Bonnie Tyler credits Tina Turner for helping the star regain her confidence as her chart success began to fade in the late 1980s.
The singer, who released her 18th LP, ‘The Best is Yet to Come’ earlier this year, arrived on the music scene in 1977 with her debut album, ‘The World Starts Tonight’, and later soared to the top of the UK charts with ‘Faster Than the Speed of Night’ and its single, Total Eclipse of the Heart, in 1983.
While follow-up album, ‘Secret Dreams and Forbidden Fire’, saw similar success off the back of lead single, Holding Out for a Hero, in 1986, it marked the end of Bonnie’s UK chart success for many years.
Speaking exclusively to Retro Pop, the star reflects on her 1988 album, ‘Hide Your Heart’, admitting she struggled to understand the poor response to lead single The Best – which later became an international hit for Tina Turner.
However, through covering the track, Tina helped restore Bonnie’s “confidence” in her musical choices, with the It’s a Heartache star calling the cover version “fantastic”.
“I recorded The Best two years before Tina Turner. I actually thought, ‘Oh, wow, this song is absolutely fantastic’,” she recalls.
“I couldn’t understand it. You know, it didn’t get any airplay and then, two years later, Tina Turner did it.
“She did put a wonderful middle eight in there that I didn’t have in the original one. They changed the song,” Bonnie adds. “But no, it gave me back my confidence in my choice of material, because I was beginning to doubt myself.”
The Best is one of a handful of songs from ‘Hide Your Heart’ to be covered by other artists; Jimmy Somerville scored a UK Top 10 hit in 1990 with his own cover of the Bee Gees’ To Love Somebody, which Bonnie also featured on the LP, while Cher’s 1991 recording of Save Up all Your Tears climbed into the UK and US Top 40.
Bonnie previously worked with Cher on her 1987 self-titled comeback album, recording backing vocals on the track Perfection.
Recalling the collaboration, which also features Darlene Love, the Lost in France hitmaker remembers: “I sang on Cher’s album, doing some backing vocals.

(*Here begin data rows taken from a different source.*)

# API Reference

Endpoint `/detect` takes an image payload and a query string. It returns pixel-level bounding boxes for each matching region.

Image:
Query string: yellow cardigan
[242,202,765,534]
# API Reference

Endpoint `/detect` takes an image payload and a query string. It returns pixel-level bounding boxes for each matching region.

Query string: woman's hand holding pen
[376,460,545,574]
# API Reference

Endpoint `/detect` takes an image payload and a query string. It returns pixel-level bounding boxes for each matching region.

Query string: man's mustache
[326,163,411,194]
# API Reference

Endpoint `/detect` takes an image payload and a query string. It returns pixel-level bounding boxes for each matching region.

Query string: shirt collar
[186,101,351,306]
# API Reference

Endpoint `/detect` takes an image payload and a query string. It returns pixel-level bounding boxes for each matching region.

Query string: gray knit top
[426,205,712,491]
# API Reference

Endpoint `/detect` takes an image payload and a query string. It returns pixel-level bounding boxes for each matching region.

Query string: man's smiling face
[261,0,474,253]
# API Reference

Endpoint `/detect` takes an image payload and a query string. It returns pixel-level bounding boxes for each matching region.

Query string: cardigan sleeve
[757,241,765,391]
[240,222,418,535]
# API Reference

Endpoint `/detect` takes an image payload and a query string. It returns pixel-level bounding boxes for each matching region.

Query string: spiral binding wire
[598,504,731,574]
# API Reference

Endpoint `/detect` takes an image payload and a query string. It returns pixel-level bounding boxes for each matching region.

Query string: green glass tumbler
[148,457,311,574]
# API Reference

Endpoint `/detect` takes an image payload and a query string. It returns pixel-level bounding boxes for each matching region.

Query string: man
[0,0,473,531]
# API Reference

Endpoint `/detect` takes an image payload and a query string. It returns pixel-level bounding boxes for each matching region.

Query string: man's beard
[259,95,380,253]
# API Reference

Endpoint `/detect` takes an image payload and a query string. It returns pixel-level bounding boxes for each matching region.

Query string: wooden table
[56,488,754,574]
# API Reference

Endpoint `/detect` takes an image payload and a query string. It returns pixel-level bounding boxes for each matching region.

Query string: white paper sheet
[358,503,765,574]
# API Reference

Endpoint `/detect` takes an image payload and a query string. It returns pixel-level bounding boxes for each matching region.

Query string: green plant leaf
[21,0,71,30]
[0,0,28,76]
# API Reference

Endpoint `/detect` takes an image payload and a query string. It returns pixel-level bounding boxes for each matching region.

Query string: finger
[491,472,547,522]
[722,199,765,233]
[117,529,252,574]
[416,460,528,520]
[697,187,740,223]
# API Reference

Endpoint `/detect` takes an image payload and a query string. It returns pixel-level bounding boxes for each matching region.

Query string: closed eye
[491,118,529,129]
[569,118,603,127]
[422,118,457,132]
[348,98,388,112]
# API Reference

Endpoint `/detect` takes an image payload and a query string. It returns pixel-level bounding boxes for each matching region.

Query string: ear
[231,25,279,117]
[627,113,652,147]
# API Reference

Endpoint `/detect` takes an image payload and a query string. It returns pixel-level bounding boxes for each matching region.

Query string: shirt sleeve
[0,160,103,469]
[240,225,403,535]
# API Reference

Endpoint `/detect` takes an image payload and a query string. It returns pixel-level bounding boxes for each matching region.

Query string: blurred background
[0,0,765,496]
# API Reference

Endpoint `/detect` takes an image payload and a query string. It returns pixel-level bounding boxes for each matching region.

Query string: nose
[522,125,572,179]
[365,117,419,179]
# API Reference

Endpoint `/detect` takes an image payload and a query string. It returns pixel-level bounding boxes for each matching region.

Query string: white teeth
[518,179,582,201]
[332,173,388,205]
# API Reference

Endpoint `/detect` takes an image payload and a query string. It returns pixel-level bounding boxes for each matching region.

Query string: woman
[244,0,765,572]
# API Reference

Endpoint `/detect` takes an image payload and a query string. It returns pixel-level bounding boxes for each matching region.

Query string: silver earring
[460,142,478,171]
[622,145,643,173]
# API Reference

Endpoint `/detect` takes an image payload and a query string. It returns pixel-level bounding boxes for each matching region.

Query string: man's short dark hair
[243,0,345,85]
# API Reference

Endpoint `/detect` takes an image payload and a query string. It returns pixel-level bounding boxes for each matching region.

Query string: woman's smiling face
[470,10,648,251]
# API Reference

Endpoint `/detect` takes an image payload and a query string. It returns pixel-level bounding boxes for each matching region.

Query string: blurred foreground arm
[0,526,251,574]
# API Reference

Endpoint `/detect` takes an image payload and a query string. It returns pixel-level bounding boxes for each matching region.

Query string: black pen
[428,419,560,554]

“I didn’t get to meet her… but she sent me the most enormous arrangement of flowers. Absolutely stunning. It was gorgeous and so, so nice of her.”
Bonnie’s new album, ‘The Best is Yet to Come’, reunites the star with producer David Mackay, who worked her first two records in the late 1970s.
In a review of the LP, Retro Pop called ‘The Best is Yet to Come’ Bonnie’s best album since Hide Your Heart, noting she sounds “rested, strong and raring to go”.
‘The Best is Yet to Come’ is out now.